Something bumped lightly against his shoulder. It was Mr Quinn’s arm. Colt could feel the teacher trembling inside his fake police uniform.
‘We’d better get away from the food,’ Colt whispered, dropping his uneaten cocktail sausage on the floor behind him. ‘Go over to the corner.’
He and the two teachers shuffled slowly away from the food counter. They stopped when they reached the corner of the hall. Now there was a row of tables between them and the animal. Just the top of its head and its yellow eyes were visible. Colt looked up at the rafters. There was no way to climb up there. He checked the nearest window. Even if they could get it open, Mr Quinn was much too large to fit through. And Mrs Burston didn’t look very athletic, either. Colt couldn’t leave them behind. He leaned forward slightly to see around the two teachers, but several piles of plastic chairs had been stacked along the side wall, blocking his view.
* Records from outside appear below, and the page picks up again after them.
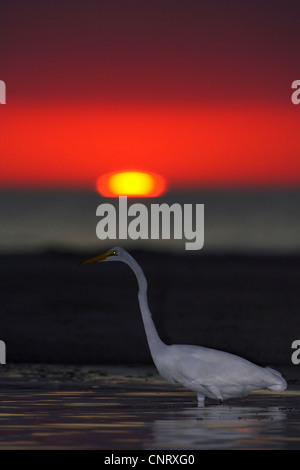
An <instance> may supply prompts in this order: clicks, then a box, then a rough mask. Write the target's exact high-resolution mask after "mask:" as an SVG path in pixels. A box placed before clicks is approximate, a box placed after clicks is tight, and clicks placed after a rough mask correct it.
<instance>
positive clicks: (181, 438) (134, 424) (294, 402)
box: [0, 365, 300, 451]
mask: <svg viewBox="0 0 300 470" xmlns="http://www.w3.org/2000/svg"><path fill="white" fill-rule="evenodd" d="M1 372H2V373H1V390H0V428H1V433H0V449H102V450H119V451H125V450H128V449H130V450H166V449H169V450H178V451H182V450H190V451H196V450H203V449H207V450H211V449H252V450H255V449H300V401H299V397H300V387H299V382H297V383H293V384H292V385H289V387H288V390H287V391H285V392H284V393H281V394H276V393H271V392H267V391H258V392H254V393H252V394H251V395H249V396H248V397H245V398H239V399H235V400H230V401H228V402H225V404H223V405H216V404H215V402H213V401H209V402H208V404H207V406H206V407H204V408H199V407H197V404H196V400H195V394H193V393H192V392H189V391H187V390H185V389H181V388H173V387H172V386H170V385H168V384H166V383H165V382H164V381H163V380H162V379H160V377H159V376H157V374H156V373H155V371H154V370H153V369H152V368H151V367H149V368H147V367H146V368H145V367H144V368H137V367H136V368H128V367H127V368H125V367H111V366H110V367H103V366H102V367H100V366H99V367H96V366H93V367H92V366H91V367H88V366H85V367H80V368H78V367H71V366H34V365H31V366H25V365H23V366H10V367H9V368H6V369H1Z"/></svg>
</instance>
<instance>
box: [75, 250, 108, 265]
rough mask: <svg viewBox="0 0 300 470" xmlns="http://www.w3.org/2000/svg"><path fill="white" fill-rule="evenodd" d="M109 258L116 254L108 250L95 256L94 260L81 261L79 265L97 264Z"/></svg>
mask: <svg viewBox="0 0 300 470" xmlns="http://www.w3.org/2000/svg"><path fill="white" fill-rule="evenodd" d="M109 256H117V252H116V251H115V250H109V251H106V252H105V253H102V254H101V255H98V256H95V257H94V258H90V259H87V260H85V261H82V262H81V263H79V264H80V265H81V264H91V263H98V262H99V261H104V260H105V259H106V258H108V257H109Z"/></svg>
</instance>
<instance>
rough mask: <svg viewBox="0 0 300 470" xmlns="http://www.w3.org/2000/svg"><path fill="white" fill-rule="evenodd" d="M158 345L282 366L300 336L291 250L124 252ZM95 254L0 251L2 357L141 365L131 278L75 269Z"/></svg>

‘Are there any doors on this side?’ he whispered.
It was Mrs Burston who answered. Her voice was as shaky as Mr Quinn’s arm. ‘There’s only the door behind . . . it’ – she pointed at the animal – ’and one leading into the kitchen.’
The door to the kitchen was diagonally opposite them – on the other side of the two rows of food-laden tables. It was only five or six metres away, but it might as well have been a kilometre.